Au long des quarante minutes que dure le film, on est régulièrement invité au sein de cette grande famille étendue, auprès de qui on assiste à des moments particulièrement touchants. Comme l’explique le guitariste et compositeur Lerato Lichaba, « j’ai connu beaucoup d’oncles lors de mon enfance à Soweto. Ils n’étaient pas tous des oncles biologiques, mais des voisins que l’on considérait comme des véritables oncles tant ils s’occupaient de nous. » Une relation privilégiée qui se dévoile notamment dans les nombreuses scènes où Lerato sollicite un ancien pour recevoir un cours de guitare maskandi, mais aussi dans cette scène de pur ubuntu [en langue zoulou, « être ensemble » ou « toute l’humanité » ; Note du traducteur] où Moloi et ses oncles se lancent spontanément, dans la cour de leur maison dans un chœur en parfaite harmonie, bien évidemment.
« Il ne s’agit pas d’un EPK [film promotionnel ; NDT] comme on a l’habitude d’en produire, puisqu’on a voulu élargir l’horizon, en montrant à travers le groupe et sa musique la signification d’un lieu, d’une ville, voire d’un pays tout entier », nous explique Laurent Bizot, directeur du label NØ FØRMAT!, au téléphone depuis Johannesbourg.
« On a tout de suite été attirés par l’origine du projet et l’histoire du groupe », raconte Bizot qui deux ans plus tôt avait produit, avec la même équipe, un documentaire tout aussi attachant et précieux, cette fois-ci sur l’album-concept mêlant jazz et musique cubaine Que Vola ?. « Nombre de nos projets sont en réalité des rencontres entre deux artistes ou deux milieux culturels très différents. Je suis intéressé par tout ce qui s’ancre dans une tradition forte, mais qui sonne “actuel”. »
Et ce film est précisément à la hauteur des ambitions du label, explorant les réalités locales des clubs qui rappellent les shebeens, ces débits de boissons autrefois clandestins, et des sangomas [chamanes ou oracles NDT] tout en partageant la vision ouverte sur l’avenir d’un groupe (et d’une ville) qui connaît sur le bout des doigts son histoire musicale et sociale.
« Quand on l’a montré à Soweto, le public était stupéfait », rappelle Bizot, non sans fierté. « Les gens nous disaient : “C’est fidèle à notre histoire ! Rien que pour ça, merci !” »
Pour NØ FØRMAT!, faire des documentaires est une façon de mener à bien une mission : offrir à celles et ceux qui investissent dans l’achat d’un album, une connexion intime avec l’histoire qui se cache parfois derrière la musique. C’est ce que propose le label aux adhérents de la formule annuelle « Le Pass » : en achetant des disques, on contribue à soutenir de précieuses productions musicales, en échange de lesquelles on reçoit ce que le label appelle son « millésime ».
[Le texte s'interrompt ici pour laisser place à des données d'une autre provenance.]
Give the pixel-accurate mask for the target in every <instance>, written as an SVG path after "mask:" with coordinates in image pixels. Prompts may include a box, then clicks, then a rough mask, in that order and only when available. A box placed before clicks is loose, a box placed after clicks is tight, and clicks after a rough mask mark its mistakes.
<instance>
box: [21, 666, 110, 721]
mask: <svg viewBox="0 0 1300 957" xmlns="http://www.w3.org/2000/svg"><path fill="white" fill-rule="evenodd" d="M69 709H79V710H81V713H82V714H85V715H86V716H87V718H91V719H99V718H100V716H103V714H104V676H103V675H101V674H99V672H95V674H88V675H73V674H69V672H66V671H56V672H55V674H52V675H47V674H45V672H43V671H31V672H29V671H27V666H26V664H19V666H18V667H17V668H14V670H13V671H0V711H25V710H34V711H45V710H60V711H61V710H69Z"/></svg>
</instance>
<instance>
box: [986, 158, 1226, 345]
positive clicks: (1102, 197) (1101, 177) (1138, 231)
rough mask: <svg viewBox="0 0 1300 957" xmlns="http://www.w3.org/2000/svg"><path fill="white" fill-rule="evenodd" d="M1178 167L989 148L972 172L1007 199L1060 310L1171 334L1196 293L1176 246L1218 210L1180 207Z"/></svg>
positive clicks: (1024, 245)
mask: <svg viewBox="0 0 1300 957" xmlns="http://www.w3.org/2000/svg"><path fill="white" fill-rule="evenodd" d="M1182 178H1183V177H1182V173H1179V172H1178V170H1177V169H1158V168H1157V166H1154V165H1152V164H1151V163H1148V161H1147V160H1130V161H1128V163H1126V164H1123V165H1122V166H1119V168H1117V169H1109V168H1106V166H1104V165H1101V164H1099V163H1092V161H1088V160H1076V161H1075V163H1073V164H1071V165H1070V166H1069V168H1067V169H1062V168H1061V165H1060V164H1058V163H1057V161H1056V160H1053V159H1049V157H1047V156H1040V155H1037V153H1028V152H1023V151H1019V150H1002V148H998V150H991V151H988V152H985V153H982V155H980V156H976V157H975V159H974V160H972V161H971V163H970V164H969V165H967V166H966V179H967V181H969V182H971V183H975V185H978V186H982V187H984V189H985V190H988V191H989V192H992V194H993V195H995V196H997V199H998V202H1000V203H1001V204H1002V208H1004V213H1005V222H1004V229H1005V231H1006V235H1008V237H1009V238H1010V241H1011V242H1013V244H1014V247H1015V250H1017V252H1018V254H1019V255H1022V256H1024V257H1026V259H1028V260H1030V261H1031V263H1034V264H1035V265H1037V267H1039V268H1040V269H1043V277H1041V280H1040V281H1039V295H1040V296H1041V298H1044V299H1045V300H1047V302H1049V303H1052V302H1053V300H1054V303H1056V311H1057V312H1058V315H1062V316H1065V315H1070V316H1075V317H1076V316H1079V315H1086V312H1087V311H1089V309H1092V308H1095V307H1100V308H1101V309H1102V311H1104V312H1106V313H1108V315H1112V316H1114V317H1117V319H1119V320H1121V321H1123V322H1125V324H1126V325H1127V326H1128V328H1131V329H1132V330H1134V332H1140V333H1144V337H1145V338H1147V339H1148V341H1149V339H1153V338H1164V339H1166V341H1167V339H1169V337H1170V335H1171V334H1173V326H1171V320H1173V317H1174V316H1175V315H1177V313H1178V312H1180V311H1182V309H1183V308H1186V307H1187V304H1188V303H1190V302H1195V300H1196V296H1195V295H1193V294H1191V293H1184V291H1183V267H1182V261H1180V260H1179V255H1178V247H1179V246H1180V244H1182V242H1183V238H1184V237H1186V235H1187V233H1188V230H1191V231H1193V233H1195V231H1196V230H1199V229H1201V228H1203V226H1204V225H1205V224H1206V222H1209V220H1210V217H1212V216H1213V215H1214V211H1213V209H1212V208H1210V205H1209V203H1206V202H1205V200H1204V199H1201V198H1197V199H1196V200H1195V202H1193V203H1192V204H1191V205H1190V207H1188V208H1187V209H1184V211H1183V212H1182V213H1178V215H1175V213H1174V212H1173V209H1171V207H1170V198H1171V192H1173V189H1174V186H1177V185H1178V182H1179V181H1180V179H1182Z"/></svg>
« On a choisi ce terme qui vient du monde du vin – dont la cuvée 1994 n’est pas la même que celle de 1995, par exemple. Ici, il s’agit de l’année de production. C’est notre récolte musicale, en quelque sorte », nous explique Bizot.
À l’heure où les moyens de subsistance des musiciens continuent de s’étioler sous l’impact de la pandémie de Covid -19, ce genre de modèle coopératif est une façon de nous inviter à faire partie d’un même village. Un village au sein duquel ce film documentaire nous fait entrer de plain-pied.
L’album Udondolo est disponible chez NØ FØRMAT!.